The trials and tribulations of a group of feathered misfits whose one aim is to loot the Bird Munchies factory.

START EPISODE #36

"Kalki is this wise. I mean eagles?"

"Don’t worry Tandar, he’s harmless enough. There he is, on the top of that dead gum tree."

"Holy Christopher, look at the size of him. He wouldn’t pass a drug test. Must be steroids just dripping out of him."

"Don’t be silly Drongo, they’re all like that, it’s just the way eagles are. Hoy Mirk can we have a word with you?"

"G’day Kalki, yeah come aboard. Who’s your friends?"

"This is Tandar, Rosso, Kaegi, Drongo, Squill, Piki, and Zingo. Guys this is Mirk."

"G’day. Hey lissen Kalki, those two on the end. Are you sure they’re birds."

"Drongo and Squill? Course they are. They’re rainbow lorikeets, why?"

"Just that they look like guinea pigs to me."
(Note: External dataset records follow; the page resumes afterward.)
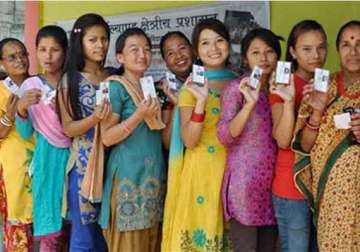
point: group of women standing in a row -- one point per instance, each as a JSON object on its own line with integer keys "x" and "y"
{"x": 230, "y": 157}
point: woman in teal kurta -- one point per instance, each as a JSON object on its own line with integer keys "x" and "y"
{"x": 133, "y": 197}
{"x": 137, "y": 164}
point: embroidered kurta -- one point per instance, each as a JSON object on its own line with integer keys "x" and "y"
{"x": 81, "y": 148}
{"x": 49, "y": 162}
{"x": 194, "y": 217}
{"x": 246, "y": 191}
{"x": 138, "y": 166}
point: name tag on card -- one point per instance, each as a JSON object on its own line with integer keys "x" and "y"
{"x": 255, "y": 77}
{"x": 12, "y": 87}
{"x": 283, "y": 71}
{"x": 49, "y": 97}
{"x": 148, "y": 87}
{"x": 321, "y": 80}
{"x": 198, "y": 75}
{"x": 47, "y": 94}
{"x": 342, "y": 121}
{"x": 171, "y": 79}
{"x": 103, "y": 93}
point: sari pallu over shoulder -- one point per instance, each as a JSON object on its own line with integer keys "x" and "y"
{"x": 303, "y": 174}
{"x": 44, "y": 117}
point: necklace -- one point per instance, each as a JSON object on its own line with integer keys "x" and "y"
{"x": 135, "y": 85}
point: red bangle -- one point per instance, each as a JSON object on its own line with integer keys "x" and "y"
{"x": 195, "y": 117}
{"x": 169, "y": 106}
{"x": 311, "y": 126}
{"x": 126, "y": 128}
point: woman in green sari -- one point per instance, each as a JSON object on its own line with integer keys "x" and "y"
{"x": 327, "y": 168}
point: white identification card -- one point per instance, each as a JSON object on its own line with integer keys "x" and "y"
{"x": 255, "y": 77}
{"x": 171, "y": 79}
{"x": 321, "y": 80}
{"x": 11, "y": 86}
{"x": 103, "y": 93}
{"x": 148, "y": 87}
{"x": 198, "y": 74}
{"x": 283, "y": 71}
{"x": 49, "y": 96}
{"x": 342, "y": 121}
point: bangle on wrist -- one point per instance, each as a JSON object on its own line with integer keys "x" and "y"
{"x": 126, "y": 127}
{"x": 312, "y": 126}
{"x": 8, "y": 119}
{"x": 195, "y": 117}
{"x": 169, "y": 106}
{"x": 4, "y": 120}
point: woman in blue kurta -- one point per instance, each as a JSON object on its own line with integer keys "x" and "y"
{"x": 89, "y": 41}
{"x": 135, "y": 177}
{"x": 38, "y": 115}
"I heard that. Guinea pigs? What do you think these are, eh. Wings! What would a guinea pig be doing with wings? Sheesh."

"Well you could be in disguise. I’m not saying you are guinea pigs, just that you might be."

"Just out of curiosity, would it make any difference if we were? Don’t you like guinea pigs?"

"Oh, you needn’t worry about that. I love guinea pigs. Yum."

"Yikes, tell him guys."

"They’re not guinea pigs Mirk. I can guarantee it."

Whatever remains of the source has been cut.